The media come in for a tongue-lashing as well: "We have been struck by the failure of the media, including editors, reporters, and many 'expert' commentators, to capture the real drivers of these disturbing developments". The mainstream media strives for balance, trying to present both sides of the story. But Mann and Ornstein say that a balanced treatment of an unbalanced phenomenon is a distortion of reality. "Both sides in politics are no more necessarily equally responsible than a hit-and-run driver and a victim; reporters don't treat them as equivalent, and neither should they reflexively treat the parties that way."

I have a problem with this argument.

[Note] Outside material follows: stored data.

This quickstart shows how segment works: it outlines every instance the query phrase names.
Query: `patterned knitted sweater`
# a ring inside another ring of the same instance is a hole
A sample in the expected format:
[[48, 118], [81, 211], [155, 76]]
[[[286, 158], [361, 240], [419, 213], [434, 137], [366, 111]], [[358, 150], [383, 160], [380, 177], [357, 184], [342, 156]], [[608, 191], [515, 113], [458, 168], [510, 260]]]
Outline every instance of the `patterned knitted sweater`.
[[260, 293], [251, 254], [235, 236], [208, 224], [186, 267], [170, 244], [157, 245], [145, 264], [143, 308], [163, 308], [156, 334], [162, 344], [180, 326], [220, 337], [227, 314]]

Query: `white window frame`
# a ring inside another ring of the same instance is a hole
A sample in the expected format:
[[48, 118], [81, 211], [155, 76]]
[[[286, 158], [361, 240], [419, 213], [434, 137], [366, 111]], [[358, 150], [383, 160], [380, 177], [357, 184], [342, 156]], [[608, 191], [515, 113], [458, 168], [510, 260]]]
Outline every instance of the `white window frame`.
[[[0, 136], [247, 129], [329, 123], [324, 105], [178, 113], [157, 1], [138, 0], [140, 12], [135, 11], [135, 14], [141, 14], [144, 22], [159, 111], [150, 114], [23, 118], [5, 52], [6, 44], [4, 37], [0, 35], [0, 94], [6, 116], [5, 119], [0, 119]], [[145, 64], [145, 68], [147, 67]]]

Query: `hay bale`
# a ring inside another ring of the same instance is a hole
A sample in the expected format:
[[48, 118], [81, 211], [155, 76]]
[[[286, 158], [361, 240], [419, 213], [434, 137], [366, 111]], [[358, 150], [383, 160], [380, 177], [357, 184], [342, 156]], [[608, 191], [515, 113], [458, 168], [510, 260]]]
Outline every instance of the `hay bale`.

I argue in my print column this week that Mann and Ornstein are in danger of committing the very sin they decry in the Republicans. That is, they deny the legitimacy of a party with whose policies they vehemently disagree. It is plainly true that today's GOP has veered away from a (very rough) bipartisan consensus on the size and role of the state that has prevailed for many decades. But if it really does want to lead a revolution against big government or the whole legacy of the New Deal, it has every right to do so.

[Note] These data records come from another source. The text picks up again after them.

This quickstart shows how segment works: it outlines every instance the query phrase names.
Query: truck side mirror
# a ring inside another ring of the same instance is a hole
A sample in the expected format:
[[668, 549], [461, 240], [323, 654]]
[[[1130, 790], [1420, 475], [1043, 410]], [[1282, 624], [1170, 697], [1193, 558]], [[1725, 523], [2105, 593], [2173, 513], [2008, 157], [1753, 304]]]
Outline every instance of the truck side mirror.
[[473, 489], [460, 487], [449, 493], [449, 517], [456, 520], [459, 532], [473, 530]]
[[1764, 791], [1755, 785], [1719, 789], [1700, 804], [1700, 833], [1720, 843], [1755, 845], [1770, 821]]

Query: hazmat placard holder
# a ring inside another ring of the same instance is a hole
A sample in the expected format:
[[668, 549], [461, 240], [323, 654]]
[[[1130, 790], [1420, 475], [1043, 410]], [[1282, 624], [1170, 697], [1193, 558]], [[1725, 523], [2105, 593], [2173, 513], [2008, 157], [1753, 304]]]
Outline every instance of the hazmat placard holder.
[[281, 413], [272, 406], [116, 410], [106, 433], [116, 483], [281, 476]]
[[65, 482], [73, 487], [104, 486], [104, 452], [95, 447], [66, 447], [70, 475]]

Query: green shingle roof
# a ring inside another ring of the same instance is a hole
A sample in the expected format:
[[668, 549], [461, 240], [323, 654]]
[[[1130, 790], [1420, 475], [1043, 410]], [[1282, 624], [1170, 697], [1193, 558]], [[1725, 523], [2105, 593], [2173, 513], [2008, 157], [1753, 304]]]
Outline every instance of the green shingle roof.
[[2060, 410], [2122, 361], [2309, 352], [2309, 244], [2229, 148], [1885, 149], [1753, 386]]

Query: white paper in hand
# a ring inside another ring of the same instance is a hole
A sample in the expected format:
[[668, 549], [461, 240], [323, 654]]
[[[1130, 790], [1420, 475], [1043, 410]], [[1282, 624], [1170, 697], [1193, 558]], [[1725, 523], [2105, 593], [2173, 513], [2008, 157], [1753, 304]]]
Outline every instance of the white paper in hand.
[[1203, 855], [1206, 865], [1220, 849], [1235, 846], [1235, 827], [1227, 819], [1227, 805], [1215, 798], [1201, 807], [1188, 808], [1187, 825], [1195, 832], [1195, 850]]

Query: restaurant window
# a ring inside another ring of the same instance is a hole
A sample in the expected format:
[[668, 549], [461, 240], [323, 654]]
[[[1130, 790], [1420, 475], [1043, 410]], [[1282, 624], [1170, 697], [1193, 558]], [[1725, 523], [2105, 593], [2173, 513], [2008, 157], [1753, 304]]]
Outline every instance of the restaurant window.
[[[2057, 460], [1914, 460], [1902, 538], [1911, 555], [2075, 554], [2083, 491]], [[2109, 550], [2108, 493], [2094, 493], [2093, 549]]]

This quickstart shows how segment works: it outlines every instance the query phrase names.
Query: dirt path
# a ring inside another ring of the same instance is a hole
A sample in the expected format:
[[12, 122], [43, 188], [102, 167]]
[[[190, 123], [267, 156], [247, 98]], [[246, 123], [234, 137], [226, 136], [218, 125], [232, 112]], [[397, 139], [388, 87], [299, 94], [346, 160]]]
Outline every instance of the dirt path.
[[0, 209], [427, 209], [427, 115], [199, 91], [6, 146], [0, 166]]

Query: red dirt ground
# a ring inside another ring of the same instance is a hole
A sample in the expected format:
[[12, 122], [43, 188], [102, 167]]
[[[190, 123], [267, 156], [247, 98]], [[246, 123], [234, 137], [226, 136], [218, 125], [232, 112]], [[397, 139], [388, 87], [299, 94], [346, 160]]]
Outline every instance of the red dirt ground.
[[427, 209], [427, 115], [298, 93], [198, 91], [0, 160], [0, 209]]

Where the authors are on stronger ground, and what makes their book essential reading, is the part that has to do with the Republicans' methods rather than their aims. From filibusters to "holds" to the "hostage taking" over the budget and the debt ceiling, the Republicans in the Senate and House have stretched the rules and conventions of Congress to breaking-point. Their brinkmanship over the debt ceiling was highly irresponsible, and led as feared to a downgrading of America's credit rating. But were the mainstream media supine over this? That's not my recollection: the GOP's behaviour was widely denounced.

To their great credit, Mann and Ornstein have also devoted a good deal of thought to ways the system can be rescued and improved. They have a list of "bromides to avoid", which include the hope that a third party or independent presidential candidate can ride to the rescue like a white knight on a horse. They make mincemeat of the case for a constitutional amendment to balance the budget. Though they favour it, they explain why redistricting reform is not the cure-all many suppose. They are keen to help more people to vote, by making regsitration easier and moving elections from Tuesday to Saturday and Sunday. They praise Australia's system of mandatory attendance at the polls but acknowledge that this entails "a modest loss of freedom".

The book offers plenty of other constructive ideas. But there is no mistaking the authors' pessimism. They fear that the coming election will neither affirm the existing order nor accomplish sweeping change "in a way that will recreate a functional and legitimate political process". If President Obama is elected he may still be hobbled by a divided Congress, or one in which the Republicans have a majority in both chambers. Even if the Democrats recapture the House and hold the Senate, the Republican minority could continue to use filibusters and other measures to block the majority's business. And even if the Republicans captured the White House and both chambers and embarked on sweeping change, the changes "would come to a country that is deeply divided politically, and more than half of whose citizens would likely strongly oppose these moves." Depressing stuff.